The distcp portion of the export fails. Every file segment throws one of these...
2020-03-26 14:36:17,124 ERROR [IPC Server handler 25 on 37768] org.apache.hadoop.mapred.TaskAttemptListenerImpl: Task: attempt_1585157114387_3676_m_000000_0 - exited : java.io.IOException: File copy failed: hdfs://myserver/warehouse/tablespace/tmp/hive/e18e8f44-9d0e-4f10-9490-2703bbdc84e9/_tmp_space.db/7579e917-2de7-4923-887a-df739f3a98e1/000006_0 --> hdfs://myserver/warehouse/tablespace/hive-export/username/tablename/data/000006_0
at org.apache.hadoop.tools.mapred.CopyMapper.copyFileWithRetry(CopyMapper.java:263)
at org.apache.hadoop.tools.mapred.CopyMapper.map(CopyMapper.java:220)
at org.apache.hadoop.tools.mapred.CopyMapper.map(CopyMapper.java:48)
at org.apache.hadoop.mapreduce.Mapper.run(Mapper.java:146)
at org.apache.hadoop.mapred.MapTask.runNewMapper(MapTask.java:799)
at org.apache.hadoop.mapred.MapTask.run(MapTask.java:347)
at org.apache.hadoop.mapred.YarnChild$2.run(YarnChild.java:174)
at java.security.AccessController.doPrivileged(Native Method)
at javax.security.auth.Subject.doAs(Subject.java:422)
at org.apache.hadoop.security.UserGroupInformation.doAs(UserGroupInformation.java:1730)
at org.apache.hadoop.mapred.YarnChild.main(YarnChild.java:168)
Caused by: java.io.IOException: Couldn't run retriable-command: Copying hdfs://myserver/warehouse/tablespace/tmp/hive/e18e8f44-9d0e-4f10-9490-2703bbdc84e9/_tmp_space.db/7579e917-2de7-4923-887a-df739f3a98e1/000006_0 to hdfs://myserver/warehouse/tablespace/hive-export/username/tablename/data/000006_0
at org.apache.hadoop.tools.util.RetriableCommand.execute(RetriableCommand.java:101)
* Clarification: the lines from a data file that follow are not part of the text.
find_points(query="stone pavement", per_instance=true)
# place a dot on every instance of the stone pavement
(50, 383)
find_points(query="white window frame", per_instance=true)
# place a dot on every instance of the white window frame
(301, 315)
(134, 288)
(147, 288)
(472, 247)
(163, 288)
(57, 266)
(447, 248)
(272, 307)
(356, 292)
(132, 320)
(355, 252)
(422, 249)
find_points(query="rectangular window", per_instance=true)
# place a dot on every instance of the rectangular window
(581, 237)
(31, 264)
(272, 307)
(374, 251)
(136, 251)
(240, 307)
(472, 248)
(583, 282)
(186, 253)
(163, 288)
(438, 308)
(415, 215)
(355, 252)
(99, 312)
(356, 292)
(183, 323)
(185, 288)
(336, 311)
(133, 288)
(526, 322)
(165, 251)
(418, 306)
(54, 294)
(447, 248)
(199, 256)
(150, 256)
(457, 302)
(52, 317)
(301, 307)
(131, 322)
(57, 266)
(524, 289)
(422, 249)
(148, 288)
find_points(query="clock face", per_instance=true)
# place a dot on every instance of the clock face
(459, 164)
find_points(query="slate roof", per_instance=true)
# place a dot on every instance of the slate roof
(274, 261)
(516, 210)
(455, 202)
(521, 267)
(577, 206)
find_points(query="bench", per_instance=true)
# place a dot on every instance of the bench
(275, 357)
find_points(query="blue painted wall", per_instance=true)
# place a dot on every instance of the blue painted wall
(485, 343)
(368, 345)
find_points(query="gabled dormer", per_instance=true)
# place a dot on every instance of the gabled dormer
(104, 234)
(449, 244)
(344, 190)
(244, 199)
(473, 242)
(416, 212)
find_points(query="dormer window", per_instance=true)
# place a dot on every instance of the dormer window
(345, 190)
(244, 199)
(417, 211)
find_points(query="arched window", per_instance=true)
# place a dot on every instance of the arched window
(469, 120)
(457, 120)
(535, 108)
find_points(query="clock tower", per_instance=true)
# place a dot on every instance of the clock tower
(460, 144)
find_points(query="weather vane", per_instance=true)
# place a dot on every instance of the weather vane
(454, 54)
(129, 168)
at org.apache.hadoop.tools.mapred.CopyMapper.copyFileWithRetry(CopyMapper.java:259)
... 10 more
Caused by: java.io.IOException: Checksum mismatch between hdfs://myserver/warehouse/tablespace/tmp/hive/e18e8f44-9d0e-4f10-9490-2703bbdc84e9/_tmp_space.db/7579e917-2de7-4923-887a-df739f3a98e1/000006_0 and hdfs://myserver/warehouse/tablespace/hive-export/username/tablename/data/.distcp.tmp.attempt_1585157114387_3676_m_000000_0.
at org.apache.hadoop.tools.mapred.RetriableFileCopyCommand.compareCheckSums(RetriableFileCopyCommand.java:261)
at org.apache.hadoop.tools.mapred.RetriableFileCopyCommand.doCopy(RetriableFileCopyCommand.java:153)
at org.apache.hadoop.tools.mapred.RetriableFileCopyCommand.doExecute(RetriableFileCopyCommand.java:115)
at org.apache.hadoop.tools.util.RetriableCommand.execute(RetriableCommand.java:87)
... 11 more
Created 03-26-2020 01:20 PM
hive > set distcp.options.skipcrccheck=;
hive > export ...blah, blah blah;
success!
Thanks to Cloudera Support, M. Green. Super fast!
Created 03-26-2020 11:47 AM
Should have mentioned: this is my export command (beeline)
0: jdbc:hive2://myhiveserver,d> export table mydatabase.mytable to '/warehouse/tablespace/hive-export/username/tablename';
The HDFS encryption zone is on /warehouse/tablespace
Created 03-26-2020 01:20 PM
hive > set distcp.options.skipcrccheck=;
hive > export ...blah, blah blah;
success!
Thanks to Cloudera Support, M. Green. Super fast!